9月2日

 9時まで起きれなかった。昨日の夜のうちに資源ゴミを出しておいてよかった。休肝日を挟んだせいか、酒の影響を強く感じる。つけっぱなしのテレビに「“令和おじさん”の素顔」みたいなテロップが表示されており、自民党の若手議員たちが「意外と冗談が面白いんですよ」なんて話す様が流れている。な、何を言っているんだ。先週末のどこかの番組でも「これでまた短命の政権が続くようでは困る」と“安定した政治”をのぞむ声が発信されていたけれど、政権側も、メディアの側も、“安定した政治”を生み出すために腐心しているように感じる。それが何を生んでしまうのか、考えているのだろうか。

 午前中は仕事が捗らず。昼前にメルカリで購入した「日記」が届いたので、すぐに開封して目を通す。たしかに、書籍の『ごろごろ、神戸。』ではほとんど存在を感じなかった「妻」の気配が強いなとは感じていたけれど、それも意図を持って書かれていたのだなあ。ぼくはぼんやり日記を書いてしまっているのではないかと考えてみたけれど、今日はどうも頭がぼんやりしている。メールを確認すると、e plusから9月12日と13日に八ヶ岳で開催されるフェスティバルの案内が届いている。一体誰が出演するのだろうと開いてみると、クラムボンが出演するらしかった。この状況になって初めてクラムボンが観客を前に演奏するのであれば、見届けなければならないのではと、あと先考えずにチケットを購入する。
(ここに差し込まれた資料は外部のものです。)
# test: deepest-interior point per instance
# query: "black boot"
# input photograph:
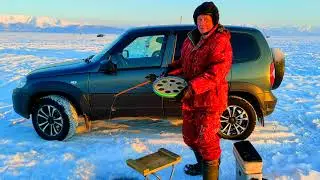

 昼は納豆オクラ豆腐そば(冷)を平らげ、資料を少し読み進める。現在放送中のドラマ『MIU404』が今週金曜で最終回を迎えるというので、第1話から観始める。『アンナチュラル』と同じく、脚本は野木亜紀子だ。番組が始まる頃に、朝の情報番組で「綾野剛星野源がタッグ!」「なんと本人によるカースタントも!」と宣伝されていて、まったく興味が持てなかったのだが、再生し始めてみると「どうしてこのドラマの告知をあんな形式でしかやれないのか?」と疑問が湧いてくる。そして、『MIU404』を観ているうちに、どうして『アンナチュラル』を「きっちり描かれたドラマ」だと思いながらも、どこか乗り切れない部分を感じていたのか、わかった気がした。それは、組織の中で生きる人間の苦闘が描かれているからで、『アンナチュラル』も、『MIU404』も、「仕事中の私と、オフの私」のあいだの葛藤にヨレることなく、きっちり仕事上の苦悩に焦点が当てられているから、ひとりでぼんやり過ごしているぼくは、どこか遠さを感じてしまうのだろう(前も書いたけれど、「だからこのドラマは面白くない」という話ではなく)。

 第1話と第2話を観ながら、アイヒマンのことを連想する。『アンナチュラル』の主人公は法医学者として、『MIU404』の登場人物たちは警察官(それも初動捜査に当たる機動捜査隊)として職責を全うしようとする。しかし、上から言われた案件や命令を忠実にこなしているだけでは、不正義を黙認することにもなりかねない。自分に与えられた権限だけでは、正義を貫けないかもしれないけれど、それを逸脱してしまうのは遵法精神に反してしまう。その境界線をめぐる葛藤は、『アンナチュラル』にも、『MIU404』にも描かれている。特に後者では、「正義」に駆られてネットを通じて告発を行おうとする人物や、何かタガが外れてしまった人物も登場する。このあたりがどう着地するのか気になるところ――と、知人がすでに試聴済みである第5話まで観ながら、そんなことを思い浮かべる。断片的な感想を知人にLINEで送ると、「だいぶお気に召したようやね」と返ってくる。

 日が暮れたころに近所の八百屋に出かけ、晩ごはんの買い出し。枝豆と、エノキと、それに鶏胸肉が目に留まったのでこれも買う。そういえばSNSで「鶏胸肉を弱火で30分焼くだけ」というレシピが話題になっていたなと思い出したのだ。知人が帰宅する時間を目指して、鶏胸肉を弱火にかける。が、あまりにも弱火過ぎたのか、30分経ってみても半分はまだ生の状態だ。少し火力を強めて様子を見て、適度なところでひっくり返し、とりあえず完成する。これがレシピ通りの味なのかはわからないし、ジューシーさは感じなかったけれど、それなりに美味しく平らげる。「タタキみたい」と知人は言っていた。今日は20時頃になって飲み始めたのに、どういうわけか早めに酔いがまわり、『MIU404』は第7話でストップする。録画したバラエティ番組を再生しているうちに眠りにつく。